Leman S Darıcıoğlu_Görsel

‘Empoisoned Princess’, ALAN İstanbul, 2017

Usually, your performances address the social problems. ‘Empoisoned Princess’ made in collaboration with Performistanbul will take place at Alan Istanbul between February 6 and February 15 of 2017 focuses on Tarlabaşı and its cultural transformation. Can you tell us more about this performance that is partially relocated at a public space?  What is the point of departure?

Though I have never lived in Tarlabaşı myself, I spent so much time with my friends living there, I shared my nights, my days with them in that neighbourhood. My interest in Tarlabaşı comes form such a personal history. I also think that Tarlabaşı shows us many things about Istanbul’s identity because of its location next to Istanbul’s entertainment centre, Taksim. What I am trying to say is that the urban transformation of Tarlabaşı manifests the urban transformation of Taksim and the urban transformation of Taksim manifests what kind of life package is offered to us.

As a result of non- Muslims’ leaving the site because of Wealth Tax, September 6-7 incidents, 1964 Anotolian Greeks (Rum) Deportation, Tarlabaşı becomes a residential area for the local immigrants by 1960s.
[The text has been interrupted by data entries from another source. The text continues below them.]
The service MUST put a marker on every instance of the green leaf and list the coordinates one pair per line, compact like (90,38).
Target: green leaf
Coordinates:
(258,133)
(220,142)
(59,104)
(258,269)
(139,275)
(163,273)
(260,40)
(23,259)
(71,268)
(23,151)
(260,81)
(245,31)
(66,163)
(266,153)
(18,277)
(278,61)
It has been trough a transformation by the opening of Tarlabaşı Avenue in 1984. Its historical and architectural texture are deteriorated and then Tarlabaşı’s becoming the filthy backstreet of Beyoğlu started in the 60s is getting stronger. And Tarlabaşı we remember before the transformation is the neighbourhood where the majority of inhabitants were the cheap workforce of Beyoğlu, and were transexuals, local Kurdish immigrants and refugees. These people could not be on display, meaning they could not get a share from capital.

On the other hand, Pera has been the symbol of western life since 19th century. Even, the development of Tarlabaşı is due to the need for a residential area for levantines, ambassadors working for the embassies. When we read the notion of Pera’s being the western face within the scope of Westernisation politics of Turkish Republic and look at today’s transformation, I think that it probably indicates a breaking point about the history of republic. All of these features make me interested in Tarlabaşı.

And of course, this neighbourhood’s being certainly an important centre of queer culture coincides with my personal history and social history. Memories that I heard about the transformation from trans-women at the hairdressers, at the famous Hülya Coiffeur, at the wigmakers on the avenue certainly incited my will to watch silently the destruction of this district.

By such departure points, I will let myself go to the streets of Tarlabaşı in the 6th of February; try to find today’s Tarlabaşı, Tarlabaşı’s; install the princess, look at the poison. Who knows? Maybe, I will find a Russian princess who came to Istanbul after October Revolution and bring her to the gallery…

This is going to be a process in which the boundaries among the fixed definitions of concepts such as performance, the production process of art work, the art work and personal history and social history are blurred. By using many different mediums, I will try to bring Tarlabaşı’s Empoisoned Princess in my body and in the body of gallery space.

Since this is a performance, not to determine what I am going to do and not to think about it as much as possible will be my policy until the 6th of February. I will open myself to what this process and Tarlabaşı bring to me. The only thing I know is that I’ll be in Tarlabaşı for the 8 days of this 10 day and 4 hours per each day. And I’ll be there different times for a few days so that I can see the dynamics of different hours. The things I bring, memories, feelings, photographs, voices, videos, etc. will be at the gallery. Maybe starting from here, I will investigate Tarlabaşı as it is, the city we live in, the traces of the past, the effects of neoliberal politics on living spaces and the memory.